MIST stands for Mentored Investigations into Science and Technology.
We started in the early 1990’s with the aim of bringing both science lessons and math lessons alive.
Our Approach: Education Not Technology
The emphasis at MIST has always been on education not technology.
Children are constantly exploring the world around them. Their views and ideas provide essential starting points for an exciting journey of discovery.
So we ask children open-ended questions rather than providing them with answers. This helps children to think for themselves and to explore their ideas with their teachers, friends and parents.
How do we encourage this?
- First we use the power of a short video to catch children’s attention, to bring the all-important real-world examples into the classroom and to spark questions
- Then we provide a range of ideas for lessons and activities that you could use to tie into the video, or indeed your own investigations.
We believe that our material encapsulates the best of modern thinking about pedagogy. It provides a flexible resource that allows teachers to tailor it to their particular contexts, and it is affordable and easy to use.
Teachers have always been involved in trialing our different packages. MIST has also asked Faculty in Education Departments at the University of Liverpool in the UK and the University of Maryland in the US to help with several of these trials.
The Original Team
MIST has a long pedigree, dating back to Philips’ CD-i and before.
The three founders were: Dr Colin Mably, Peter Morley OBE, and Dr Marshall Young.
Colin is an award-winning curriculum developer and co-founder of the International Society for Teacher Education was our academic lead.

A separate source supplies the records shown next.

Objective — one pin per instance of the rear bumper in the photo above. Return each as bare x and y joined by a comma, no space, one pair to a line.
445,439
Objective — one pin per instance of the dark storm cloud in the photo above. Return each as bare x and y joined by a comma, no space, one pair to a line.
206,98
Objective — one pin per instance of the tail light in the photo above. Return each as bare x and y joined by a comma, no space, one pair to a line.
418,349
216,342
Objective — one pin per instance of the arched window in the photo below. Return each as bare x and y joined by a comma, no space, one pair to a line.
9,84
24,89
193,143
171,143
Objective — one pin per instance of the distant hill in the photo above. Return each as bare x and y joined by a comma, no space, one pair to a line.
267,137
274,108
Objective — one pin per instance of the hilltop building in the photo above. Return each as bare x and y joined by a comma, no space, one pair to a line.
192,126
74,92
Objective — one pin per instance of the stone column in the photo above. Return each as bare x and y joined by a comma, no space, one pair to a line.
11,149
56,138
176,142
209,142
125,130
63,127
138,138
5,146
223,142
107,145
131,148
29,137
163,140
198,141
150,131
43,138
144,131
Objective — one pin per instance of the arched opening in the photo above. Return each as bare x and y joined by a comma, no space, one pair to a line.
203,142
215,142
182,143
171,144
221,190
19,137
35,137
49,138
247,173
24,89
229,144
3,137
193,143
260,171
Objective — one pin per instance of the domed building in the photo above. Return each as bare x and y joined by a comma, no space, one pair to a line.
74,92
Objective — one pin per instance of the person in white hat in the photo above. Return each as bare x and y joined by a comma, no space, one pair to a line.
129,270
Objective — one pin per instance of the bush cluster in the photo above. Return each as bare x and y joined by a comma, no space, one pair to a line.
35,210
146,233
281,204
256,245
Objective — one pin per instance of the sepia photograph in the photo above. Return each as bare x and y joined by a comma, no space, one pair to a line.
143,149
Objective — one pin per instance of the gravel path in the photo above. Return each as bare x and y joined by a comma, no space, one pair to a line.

Peter is a BAFTA-award winning documentary maker.
Marshall, previously the Business Development Director for Thorn EMI Home Electronics International, runs the commercial side.
Our initial focus was Science and Dr Ann Benbow (now the Education Outreach Director at the American Geosciences Institute), soon joined to help develop a version for US Schools.
The US project looked to build on the recommendations emanating from the American Association for the Advancement of Science on best practice in teaching science, which MIST was well placed to support.
The work MIST had done in the science area led to it being commissioned by the UK Government to develop a similar resource in the maths area. This led to the complementary ‘World of Number’ package.
In the late 1990’s, though, the discontinuation of CD-i, and the changes that video on the web were beginning to bring, meant that the team members decided to move onto other things.
Colin and Ann married and have continued to develop a number of science and maths educational products in the US; Peter retired to spend time with his wife in London and Marshall moved on to become Dean of Templeton (now Green Templeton) College, University of Oxford.
The Boxes in the Attic
For a while, the original MIST discs lay boxed up in an attic in Marshall’s house in Oxford.
His three children, Vicky, Rupert and Piers, are all involved in technology and education in one form or another. Vicky is a qualified teacher, Rupert runs a computer games company and Piers is a bit of both, having moved from IT into teaching eight years ago.
MIST kept on resurfacing as a topic of conversation at family gatherings and the conclusion was always the same. CD-i may be obsolete but the way MIST goes about helping educators teach children is still relevant.
So the three of us took down the boxes from the attic to see if between us, in our spare time, we could make MIST accessible again.